Malta is popular with European retirees and workers in the online gambling industry. It also attracts foreign investors with a well-trained workforce and low labour costs. Its EU membership is attractive in its own right, but an added bonus is that the island has been less affected by various financial crises than other Eurozone countries while maintaining low unemployment rates. Still, as conditions in Europe have started to improve, so has the economy in Malta.

The Maltese economy is government-regulated, but there is a large emphasis on free enterprise and privatisation. The economy depends on foreign trade, electronics manufacturing, tourism, online gambling and financial services. There is a growing film industry and many well-known movies have been filmed in Malta. It also houses one of the largest merchant marine fleets in the world, attracting international shipping companies with favourable legislation and low taxes.

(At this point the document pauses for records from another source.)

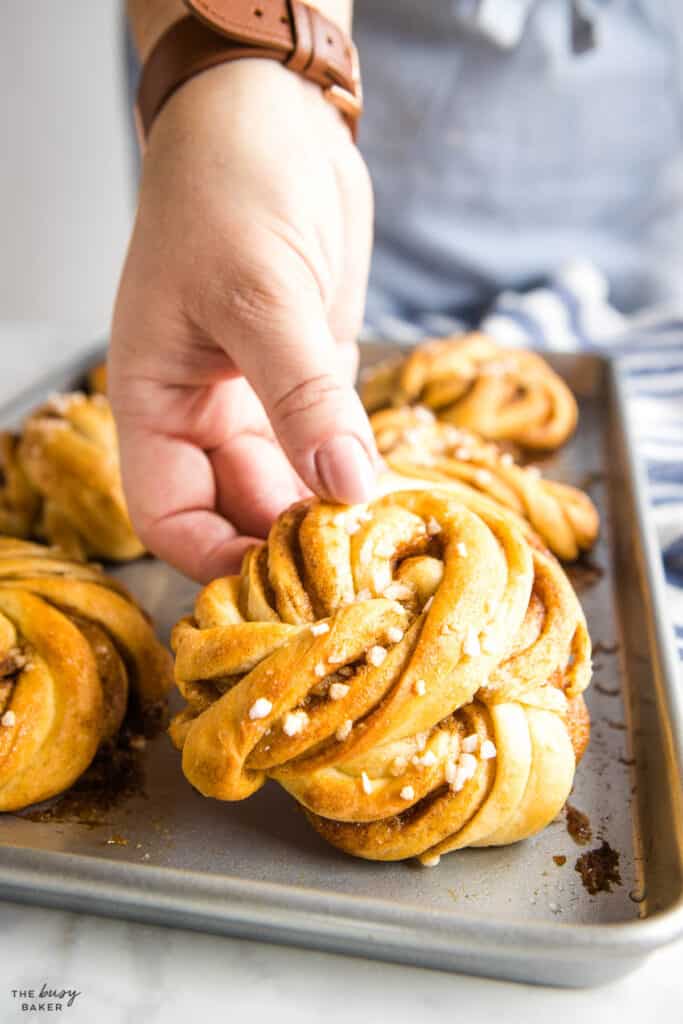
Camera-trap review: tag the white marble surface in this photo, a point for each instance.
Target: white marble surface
(143, 974)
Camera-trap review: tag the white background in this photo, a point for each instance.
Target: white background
(66, 196)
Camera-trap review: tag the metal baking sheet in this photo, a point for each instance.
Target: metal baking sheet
(160, 852)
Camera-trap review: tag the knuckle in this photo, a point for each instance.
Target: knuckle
(311, 396)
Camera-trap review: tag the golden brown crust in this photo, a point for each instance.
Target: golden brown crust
(97, 379)
(415, 443)
(471, 382)
(408, 671)
(73, 646)
(62, 481)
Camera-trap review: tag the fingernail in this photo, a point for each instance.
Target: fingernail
(345, 470)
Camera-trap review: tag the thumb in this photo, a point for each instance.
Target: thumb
(293, 364)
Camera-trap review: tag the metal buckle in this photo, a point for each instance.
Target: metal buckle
(348, 102)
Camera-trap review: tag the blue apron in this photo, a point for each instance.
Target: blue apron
(507, 137)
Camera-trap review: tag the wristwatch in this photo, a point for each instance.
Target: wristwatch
(217, 31)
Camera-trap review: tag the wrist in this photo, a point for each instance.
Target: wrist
(151, 18)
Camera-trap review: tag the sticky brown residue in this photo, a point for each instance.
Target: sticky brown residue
(115, 775)
(599, 868)
(579, 825)
(117, 840)
(607, 691)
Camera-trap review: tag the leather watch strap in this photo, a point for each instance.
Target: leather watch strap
(218, 31)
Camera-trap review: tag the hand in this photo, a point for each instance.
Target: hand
(233, 336)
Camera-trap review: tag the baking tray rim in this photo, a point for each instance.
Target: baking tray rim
(124, 888)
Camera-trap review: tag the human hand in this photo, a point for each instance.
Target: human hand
(233, 337)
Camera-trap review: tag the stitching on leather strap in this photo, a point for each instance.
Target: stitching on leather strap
(300, 16)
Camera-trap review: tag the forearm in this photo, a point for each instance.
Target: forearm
(150, 18)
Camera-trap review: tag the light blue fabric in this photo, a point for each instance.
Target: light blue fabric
(494, 164)
(571, 311)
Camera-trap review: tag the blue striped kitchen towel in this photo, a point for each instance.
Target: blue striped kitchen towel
(572, 312)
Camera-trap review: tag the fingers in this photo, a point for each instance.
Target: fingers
(283, 344)
(200, 470)
(171, 495)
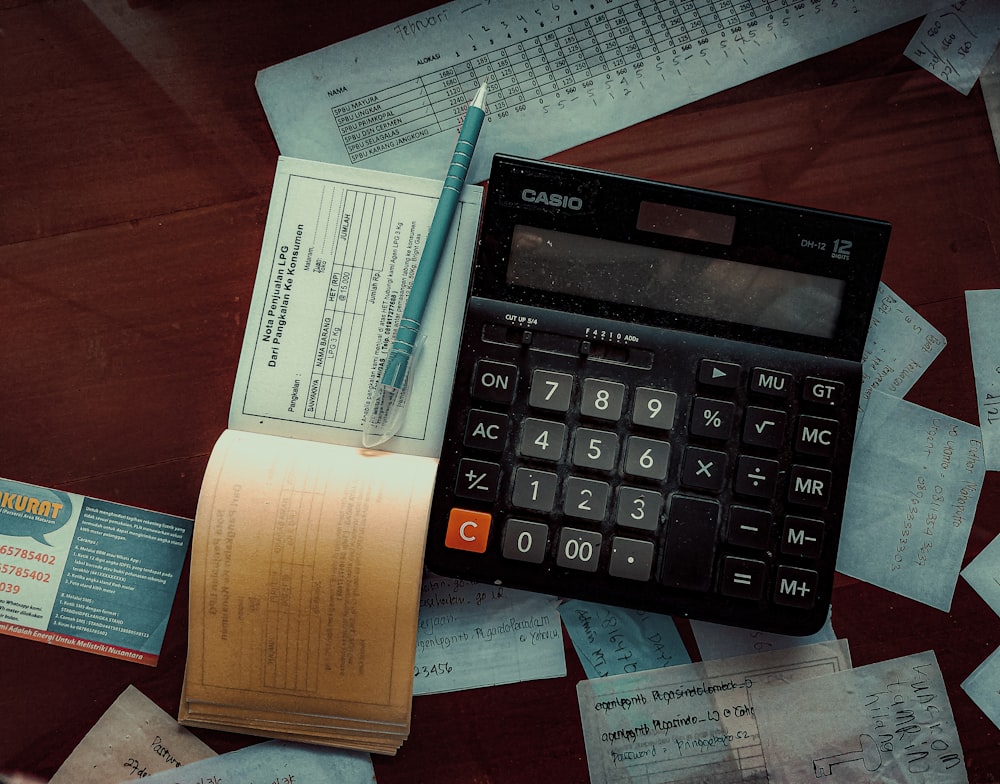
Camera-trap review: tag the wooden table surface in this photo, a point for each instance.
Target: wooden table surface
(137, 163)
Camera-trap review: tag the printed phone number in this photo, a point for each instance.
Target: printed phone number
(25, 574)
(27, 555)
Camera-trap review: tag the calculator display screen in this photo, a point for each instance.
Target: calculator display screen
(670, 280)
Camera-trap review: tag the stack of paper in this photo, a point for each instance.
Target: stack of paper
(307, 553)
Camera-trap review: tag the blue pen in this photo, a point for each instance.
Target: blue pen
(387, 408)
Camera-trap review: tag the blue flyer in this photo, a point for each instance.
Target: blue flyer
(87, 574)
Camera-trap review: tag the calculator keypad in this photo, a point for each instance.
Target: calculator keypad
(711, 486)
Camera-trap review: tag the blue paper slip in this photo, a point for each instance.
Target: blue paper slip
(983, 574)
(471, 635)
(983, 308)
(87, 574)
(956, 41)
(915, 482)
(615, 640)
(559, 74)
(983, 687)
(885, 722)
(716, 641)
(691, 722)
(275, 762)
(901, 345)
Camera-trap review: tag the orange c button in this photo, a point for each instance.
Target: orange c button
(468, 530)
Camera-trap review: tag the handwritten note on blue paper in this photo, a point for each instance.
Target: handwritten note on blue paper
(717, 641)
(983, 308)
(615, 640)
(983, 687)
(885, 722)
(983, 574)
(471, 635)
(275, 762)
(955, 42)
(901, 345)
(915, 482)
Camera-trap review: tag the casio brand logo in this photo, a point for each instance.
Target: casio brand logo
(552, 199)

The online gambling sector attracts a large amount of foreign workers and is a major contributor to Malta’s expat population, being one of the few countries in the world to grant licenses to online gambling operators. 

Finding a job in Malta

Most expats who don’t speak Maltese end up working in IT, internet gaming and call centres, or set up their own business in the country. Smaller businesses prefer local candidates who demand lower salaries and don’t need to adapt as much. Another plausible avenue for expats is to work for a Maltese company with foreign interests.

Although it is easier for citizens of the EU, it can be difficult for expats from other countries to find a job in Malta. These foreign nationals require a Maltese work permit and a local job offer, as well as possess skills that are lacking in the country and work in a sector with a particular demand for workers.

Expats looking for a job in Malta should search online or through local newspaper listings, or consider working through a recruitment agent. Organisations such as the Malta Chamber of Commerce host seminars and gatherings which provide a good way to network with other expats.

The working week in Malta differs according to industry, although employees should not work more than 48 hours a week by law, unless they consent to do so. In most cases, employers are required to pay overtime.